Nope, all the same error message 0x7b.

Usually they failed with this error message, but one instance failed with an identical message to the P2665 R2 C593 G53 above.

Code: Select all

[08:33:16] Writing local files
[08:33:16] Completed 35000 out of 250000 steps  (14 percent)
[08:40:10] Gromacs cannot continue further.
[08:40:10] Going to send back what have done.
[08:40:10] logfile size: 35356
[08:40:10] - Writing 35892 bytes of core data to disk...
[08:40:10]   ... Done.
[08:40:10] - Failed to delete work/wudata_01.sas
[08:40:10] - Failed to delete work/wudata_01.goe
[08:40:10] Warning:  check for stray files
[08:40:10] 
[08:40:10] Folding@home Core Shutdown: EARLY_UNIT_END
[08:40:10] 
[08:40:10] Folding@home Core Shutdown: EARLY_UNIT_END
[08:40:13] CoreStatus = 7B (123)
[08:40:13] Client-core communications error: ERROR 0x7b
[08:40:13] This is a sign of more serious problems, shutting down.

Re: Project: 2665 (Run 2, Clone 593, Gen 53)

Posted: Fri Dec 05, 2008 8:42 pm
by Drewpy
toTOW wrote:Upgrade your client to 6.23 : viewtopic.php?f=46&t=6642

It should handles EUE better.
Are you sure? That file says "Win32-x86", as I mentioned in the first line of the OP I am using the 64-bit client (and running under Windows Vista). The naming of this file seems to indicate that it is for 32-bit Windows on x86 ISA...

Re: Project: 2665 (Run 2, Clone 593, Gen 53)

Posted: Fri Dec 05, 2008 11:56 pm
by toTOW
There's no 64 bits version of the client ... what is the name of your current client executable ?

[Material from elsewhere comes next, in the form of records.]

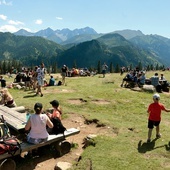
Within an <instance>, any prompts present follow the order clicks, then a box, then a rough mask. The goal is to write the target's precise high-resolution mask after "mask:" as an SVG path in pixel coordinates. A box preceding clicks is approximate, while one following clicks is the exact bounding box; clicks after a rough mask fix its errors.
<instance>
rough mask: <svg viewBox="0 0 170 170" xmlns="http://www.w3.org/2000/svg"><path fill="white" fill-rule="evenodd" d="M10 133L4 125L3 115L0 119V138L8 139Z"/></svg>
mask: <svg viewBox="0 0 170 170" xmlns="http://www.w3.org/2000/svg"><path fill="white" fill-rule="evenodd" d="M10 136H11V134H10V131H9V128H8V126H7V124H6V121H5V119H4V117H3V115H1V117H0V138H4V137H10Z"/></svg>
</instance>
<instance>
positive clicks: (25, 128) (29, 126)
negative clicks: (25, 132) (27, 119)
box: [25, 118, 31, 131]
mask: <svg viewBox="0 0 170 170" xmlns="http://www.w3.org/2000/svg"><path fill="white" fill-rule="evenodd" d="M30 128H31V121H30V118H29V119H28V121H27V124H26V125H25V130H26V131H29V130H30Z"/></svg>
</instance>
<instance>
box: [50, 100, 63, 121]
mask: <svg viewBox="0 0 170 170" xmlns="http://www.w3.org/2000/svg"><path fill="white" fill-rule="evenodd" d="M50 104H51V105H52V107H53V112H52V114H51V113H49V112H48V113H47V115H48V117H49V118H50V119H51V118H54V117H58V118H59V119H60V120H61V114H62V111H61V108H59V102H58V101H57V100H53V101H51V102H50Z"/></svg>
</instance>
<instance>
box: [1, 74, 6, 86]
mask: <svg viewBox="0 0 170 170" xmlns="http://www.w3.org/2000/svg"><path fill="white" fill-rule="evenodd" d="M0 82H1V87H2V88H5V87H6V80H5V79H4V78H3V76H0Z"/></svg>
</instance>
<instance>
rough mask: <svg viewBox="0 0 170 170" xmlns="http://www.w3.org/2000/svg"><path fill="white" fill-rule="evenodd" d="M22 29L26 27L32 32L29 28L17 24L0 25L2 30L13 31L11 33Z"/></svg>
mask: <svg viewBox="0 0 170 170" xmlns="http://www.w3.org/2000/svg"><path fill="white" fill-rule="evenodd" d="M20 29H24V30H26V31H28V32H31V30H30V29H29V28H24V27H22V26H21V27H17V26H14V25H3V26H1V27H0V32H11V33H14V32H17V31H19V30H20Z"/></svg>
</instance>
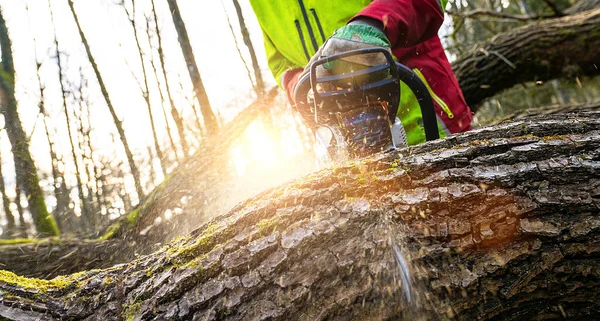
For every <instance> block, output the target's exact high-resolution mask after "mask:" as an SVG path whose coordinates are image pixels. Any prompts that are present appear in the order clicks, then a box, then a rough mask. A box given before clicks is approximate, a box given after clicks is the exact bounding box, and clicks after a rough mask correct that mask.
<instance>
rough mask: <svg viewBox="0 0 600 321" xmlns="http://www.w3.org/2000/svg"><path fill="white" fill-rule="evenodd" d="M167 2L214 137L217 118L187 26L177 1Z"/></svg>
mask: <svg viewBox="0 0 600 321" xmlns="http://www.w3.org/2000/svg"><path fill="white" fill-rule="evenodd" d="M167 2H168V4H169V9H170V10H171V16H172V17H173V24H174V25H175V30H176V31H177V36H178V38H179V45H180V46H181V50H182V52H183V57H184V59H185V63H186V65H187V69H188V72H189V74H190V78H191V80H192V85H193V86H194V93H195V95H196V99H197V100H198V104H199V105H200V111H201V113H202V117H203V118H204V125H205V126H206V130H207V132H208V134H209V135H212V134H214V133H216V132H217V130H218V129H219V124H218V123H217V117H216V116H215V114H214V112H213V110H212V108H211V106H210V100H209V99H208V95H207V94H206V89H205V88H204V84H203V82H202V77H201V76H200V70H199V69H198V65H197V64H196V58H195V57H194V50H193V49H192V45H191V43H190V38H189V37H188V33H187V30H186V28H185V24H184V23H183V18H182V17H181V13H180V12H179V7H178V6H177V2H176V0H167Z"/></svg>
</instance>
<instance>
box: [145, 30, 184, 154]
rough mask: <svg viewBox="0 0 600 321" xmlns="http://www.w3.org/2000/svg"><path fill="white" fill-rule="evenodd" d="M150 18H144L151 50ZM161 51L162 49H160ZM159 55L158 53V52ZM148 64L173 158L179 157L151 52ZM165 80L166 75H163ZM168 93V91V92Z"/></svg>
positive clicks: (166, 84) (146, 31)
mask: <svg viewBox="0 0 600 321" xmlns="http://www.w3.org/2000/svg"><path fill="white" fill-rule="evenodd" d="M150 30H151V29H150V19H147V20H146V35H147V36H148V43H149V44H150V48H151V52H152V50H153V49H154V48H153V46H152V35H151V34H150ZM158 32H160V31H159V30H158V25H157V27H156V33H157V34H158ZM161 51H162V49H161ZM159 55H160V54H159ZM150 65H151V66H152V72H153V73H154V81H156V86H157V87H158V94H159V95H160V102H161V110H162V112H163V117H164V118H165V126H166V127H167V136H168V137H169V142H170V143H171V148H172V149H173V153H174V154H175V159H179V153H178V149H177V144H175V140H174V139H173V135H172V133H171V125H170V124H169V117H168V116H167V111H166V110H165V103H166V100H165V95H164V94H163V90H162V87H161V84H160V79H159V77H158V68H157V67H156V64H155V63H154V55H153V54H152V53H151V54H150ZM165 81H167V80H166V77H165ZM168 86H169V85H168V84H165V87H168ZM169 95H170V93H169ZM174 107H175V106H174V105H171V108H174ZM175 113H177V110H175ZM177 115H178V116H179V113H177Z"/></svg>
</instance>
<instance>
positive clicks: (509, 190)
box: [0, 112, 600, 320]
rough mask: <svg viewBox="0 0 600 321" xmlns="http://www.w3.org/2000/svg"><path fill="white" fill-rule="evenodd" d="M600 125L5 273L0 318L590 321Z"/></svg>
mask: <svg viewBox="0 0 600 321" xmlns="http://www.w3.org/2000/svg"><path fill="white" fill-rule="evenodd" d="M599 119H600V114H599V113H598V112H591V113H582V114H578V115H557V116H546V117H544V118H536V119H532V120H527V121H520V122H515V123H506V124H502V125H501V126H498V127H495V128H486V129H483V130H479V131H473V132H470V133H463V134H460V135H456V136H453V137H451V138H447V139H443V140H439V141H436V142H431V143H428V144H422V145H419V146H415V147H411V148H407V149H403V150H401V151H399V152H394V153H386V154H379V155H376V156H375V157H373V158H370V159H368V160H363V161H361V162H354V163H348V164H346V165H344V166H341V167H338V168H333V169H328V170H325V171H321V172H319V173H315V174H313V175H311V176H310V177H308V178H304V179H301V180H298V181H296V182H293V183H291V184H288V185H286V186H282V187H279V188H275V189H273V190H270V191H266V192H264V193H262V194H261V195H258V196H257V197H255V198H253V199H250V200H248V201H246V202H243V203H241V204H239V205H238V206H236V207H235V208H234V209H233V210H232V211H230V212H229V213H228V214H226V215H223V216H221V217H219V218H217V219H214V220H213V221H211V222H209V223H207V224H205V225H204V226H203V227H202V228H200V229H198V230H196V231H194V232H192V233H191V234H190V235H189V236H188V237H187V238H184V239H180V240H178V241H175V242H174V243H171V244H170V245H168V246H166V247H164V248H163V249H161V250H160V251H158V252H156V253H154V254H152V255H149V256H143V257H140V258H138V259H137V260H135V261H133V262H131V263H129V264H123V265H118V266H115V267H113V268H111V269H108V270H93V271H88V272H86V273H81V274H77V275H73V276H68V277H62V278H58V279H54V280H51V281H47V282H44V283H43V285H44V286H43V288H41V289H40V287H39V286H32V285H31V283H29V282H31V281H30V280H27V279H22V278H19V277H16V276H15V275H13V274H9V273H4V274H0V278H2V281H3V282H0V290H1V291H2V292H1V293H5V294H0V298H1V300H0V302H1V303H0V316H2V317H4V318H6V319H8V320H19V319H22V318H24V317H26V316H27V317H30V318H34V317H41V316H44V317H46V318H48V319H50V318H55V319H59V318H63V319H73V320H75V319H85V318H89V319H100V318H101V319H103V320H119V319H133V320H148V319H158V320H164V319H200V320H204V319H213V320H253V319H257V320H261V319H269V320H398V319H404V320H446V319H456V320H507V319H508V320H524V319H525V320H527V319H536V320H542V319H560V318H567V319H586V318H587V319H590V318H593V316H595V315H597V314H598V313H600V292H598V291H597V289H598V286H600V278H599V277H598V274H597V273H596V272H595V271H596V270H597V266H598V264H599V263H600V255H598V254H600V246H599V245H600V232H599V227H600V208H599V205H600V203H599V202H598V196H599V195H600V194H599V190H600V175H599V173H598V171H597V168H598V166H600V135H599V133H600V120H599ZM0 257H3V256H0ZM91 299H93V302H94V304H90V303H89V302H90V300H91Z"/></svg>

Re: Project: 2665 (Run 2, Clone 593, Gen 53)

Posted: Sat Dec 06, 2008 10:43 pm
by Drewpy
Client: Windows Vista SMP client console
Version: 6.22 beta2 for MPICH (32-bit or 64-bit)

So its only the DEINO vs MPICH code that determines whether you can run on 64-bit OS? And the client code remains the same? :?

It would be MUCH clearer to state that it is the Operating system that has to be 64-bit for MPICH. The project downloads page puts the 64-bit designation under the "version #" column... Hence my interpretation that I was running a 64-bit client. I'll go ahead and update to 6.23

Re: Project: 2665 (Run 2, Clone 593, Gen 53)

Posted: Fri Dec 19, 2008 3:59 am
by bruce
The MPICH library can support either a 32-bit or a 64-bit OS. The DENIO library is only available for 32-bit.